History and developments in Asset Protection

Investopedia, an online source of financial content, defines asset protection as “guarding one’s wealth.” The protection can be against creditor claims, as this limits their reach to certain assets that business entities may want to protect.

Asset protection is a legal way to protect other assets without violating the laws for contempt, concealment, tax evasion, fraudulent transfer, or bankruptcy fraud.

Here is a look at how this financial legal tool came to be:

A Concept Traced to Romans

According to Forbes, asset protection dates back to Roman Law, which is when trust law started. It was said that Romans realized setting up trust law, dubbed as fidei commisum.

Britannica defines fidei commisum as a system where a person is gifted with property and would be obliged to transfer it to another specific recipient, who “cannot take the property directly.”

The English, who were the last people conquered by Romans, turned this concept into a tool in legal planning and widened its application.

Law Development in Cook Islands

In 1989, Colorado lawyer Barry Engel successfully encouraged the amendment of the International Trust Law in Cook Islands such as allowing trusts that are self-settled and spendthrift.
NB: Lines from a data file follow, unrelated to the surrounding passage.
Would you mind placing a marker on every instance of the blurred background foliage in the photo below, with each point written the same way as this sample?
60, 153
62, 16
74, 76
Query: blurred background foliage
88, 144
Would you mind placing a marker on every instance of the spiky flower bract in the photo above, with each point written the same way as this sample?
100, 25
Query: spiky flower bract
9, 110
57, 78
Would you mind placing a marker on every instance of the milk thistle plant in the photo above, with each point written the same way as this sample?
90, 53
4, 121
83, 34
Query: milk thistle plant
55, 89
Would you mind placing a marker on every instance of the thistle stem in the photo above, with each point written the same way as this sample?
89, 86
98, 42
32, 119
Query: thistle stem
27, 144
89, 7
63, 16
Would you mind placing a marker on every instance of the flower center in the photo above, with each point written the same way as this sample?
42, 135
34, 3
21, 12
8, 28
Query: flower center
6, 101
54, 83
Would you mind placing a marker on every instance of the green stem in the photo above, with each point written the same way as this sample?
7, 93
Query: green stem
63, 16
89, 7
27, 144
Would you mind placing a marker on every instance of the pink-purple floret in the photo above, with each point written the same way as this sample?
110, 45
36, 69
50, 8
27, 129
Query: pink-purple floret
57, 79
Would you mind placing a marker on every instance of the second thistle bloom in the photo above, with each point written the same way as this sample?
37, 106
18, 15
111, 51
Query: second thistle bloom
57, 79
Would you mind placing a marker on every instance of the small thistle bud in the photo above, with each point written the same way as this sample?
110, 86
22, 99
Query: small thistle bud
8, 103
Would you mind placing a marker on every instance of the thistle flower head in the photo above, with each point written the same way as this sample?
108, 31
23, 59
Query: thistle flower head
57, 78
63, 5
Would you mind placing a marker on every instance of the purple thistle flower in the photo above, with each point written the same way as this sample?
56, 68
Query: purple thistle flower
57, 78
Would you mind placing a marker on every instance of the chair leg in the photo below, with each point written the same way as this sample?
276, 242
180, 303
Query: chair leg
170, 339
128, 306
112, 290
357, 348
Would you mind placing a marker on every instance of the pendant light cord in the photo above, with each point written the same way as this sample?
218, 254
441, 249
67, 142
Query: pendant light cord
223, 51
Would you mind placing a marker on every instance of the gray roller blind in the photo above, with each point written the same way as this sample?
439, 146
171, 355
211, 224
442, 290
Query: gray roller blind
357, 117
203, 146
Cook Islands is said to be the first in its Trusts Act a clause on Asset Protection.

This legislation was later adopted by Belize, the Channel Islands, Cayman Islands, the Isle of Man and Nevis.
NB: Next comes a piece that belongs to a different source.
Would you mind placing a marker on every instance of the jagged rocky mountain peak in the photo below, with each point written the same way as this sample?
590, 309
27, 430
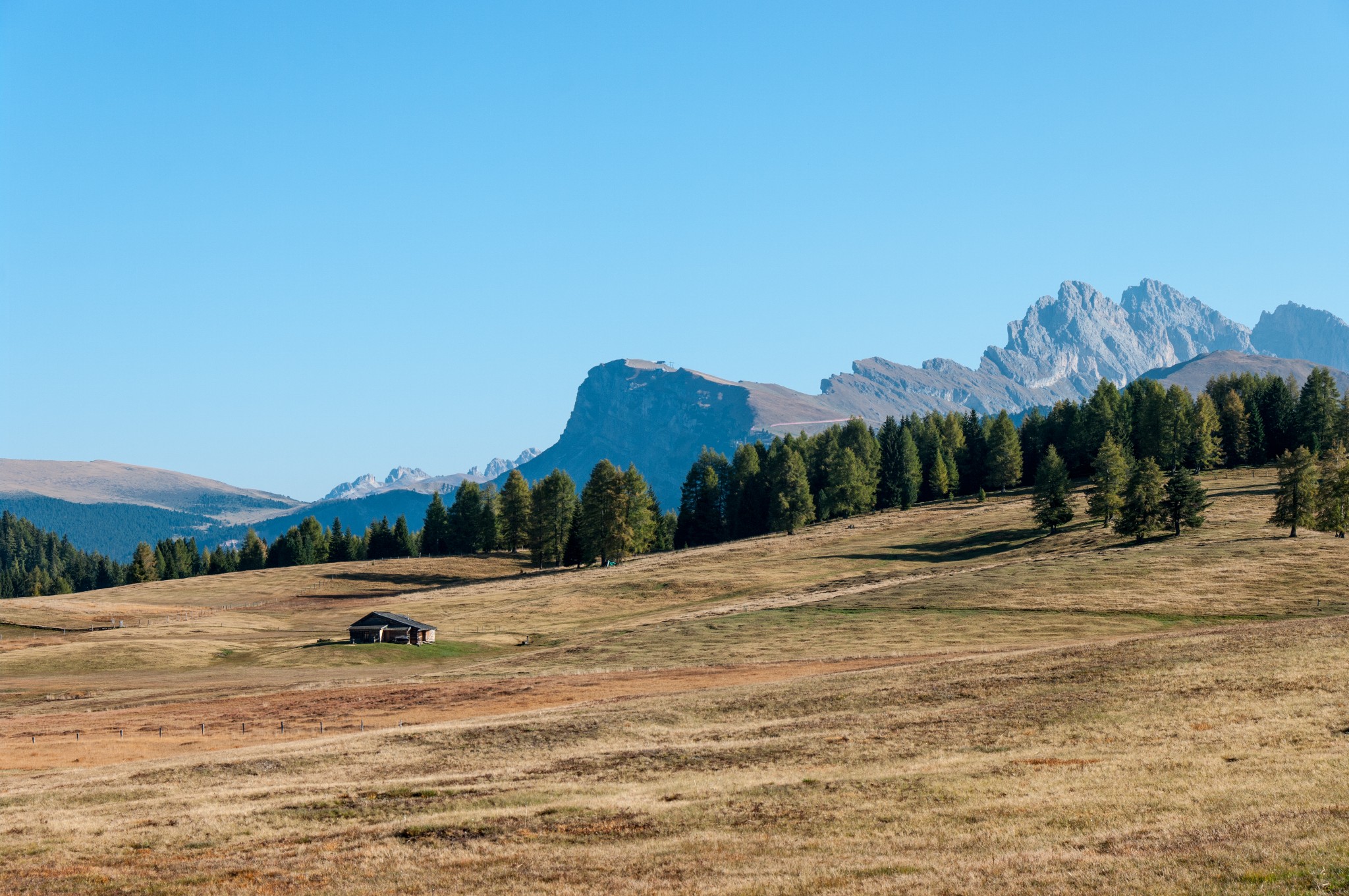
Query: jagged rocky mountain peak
1296, 330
Blog Escape Artist said that Cook Islands Asset Protection clause includes provisions on a statute limitation period of two years which the creditor may bring to court a charge for conveyance against a trust or of fraudulent transfer.

A Development in Connecticut State

lawyer assessing files

An article in the Wealth Advisor highlighted a legislative movement in Connecticut state for Asset Protection. This was signed on July 12, 2019 and took effect at the start of the year.
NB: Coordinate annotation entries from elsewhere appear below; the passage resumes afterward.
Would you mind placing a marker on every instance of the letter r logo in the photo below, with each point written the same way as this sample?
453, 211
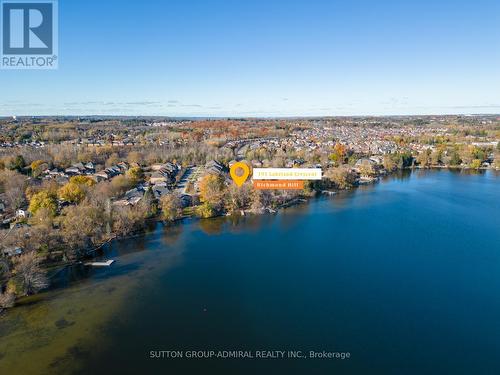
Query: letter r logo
27, 28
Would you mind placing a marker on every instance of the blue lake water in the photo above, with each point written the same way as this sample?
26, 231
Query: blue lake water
404, 275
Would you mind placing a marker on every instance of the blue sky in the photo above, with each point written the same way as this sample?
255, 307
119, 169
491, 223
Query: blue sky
266, 58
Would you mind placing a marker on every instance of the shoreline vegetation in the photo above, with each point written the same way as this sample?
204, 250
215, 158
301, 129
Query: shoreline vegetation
62, 200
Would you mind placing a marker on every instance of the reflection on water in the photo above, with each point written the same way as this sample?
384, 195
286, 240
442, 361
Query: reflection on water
386, 269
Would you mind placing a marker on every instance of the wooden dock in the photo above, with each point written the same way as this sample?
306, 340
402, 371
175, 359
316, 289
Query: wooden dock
101, 264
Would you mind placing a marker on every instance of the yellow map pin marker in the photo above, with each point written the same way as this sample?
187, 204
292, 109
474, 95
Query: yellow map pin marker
239, 167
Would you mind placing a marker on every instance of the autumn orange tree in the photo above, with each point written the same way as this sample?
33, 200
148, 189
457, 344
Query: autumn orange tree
212, 191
The August 2019 report stated that the state enacted “Connecticut Qualified Dispositions in Trust Act,” which included a clause on the creation of “self-settled domestic asset protection trusts (DAPTs).” This allows a person to create a fund with his assets and still be allowed to be a beneficiary of said trust. A DAPT set up can protect trust assets from future creditors’ claims.

Asset Protection Planning Now

Forbes advises people who are looking into asset protection to plan before there is a claim or demand letter arrives. If you do it after there is a claim, the law will cover this on fraudulent transfer.

The same report also stressed that asset protection differs from professional insurance, but it can supplement the latter. Asset protection will not drive away lawsuits, but if these arrive, your insurance company can settle and defend it.

Forbes also said that asset protection planning does not mean secrecy from the creditor. This can later turn into a problem for disclosure on tax returns. When filing for bankruptcy, meanwhile, know that full disclosure, including transfers and assets. Failure to do so may result in denial of discharge or worse, lawsuits for bankruptcy fraud or perjury.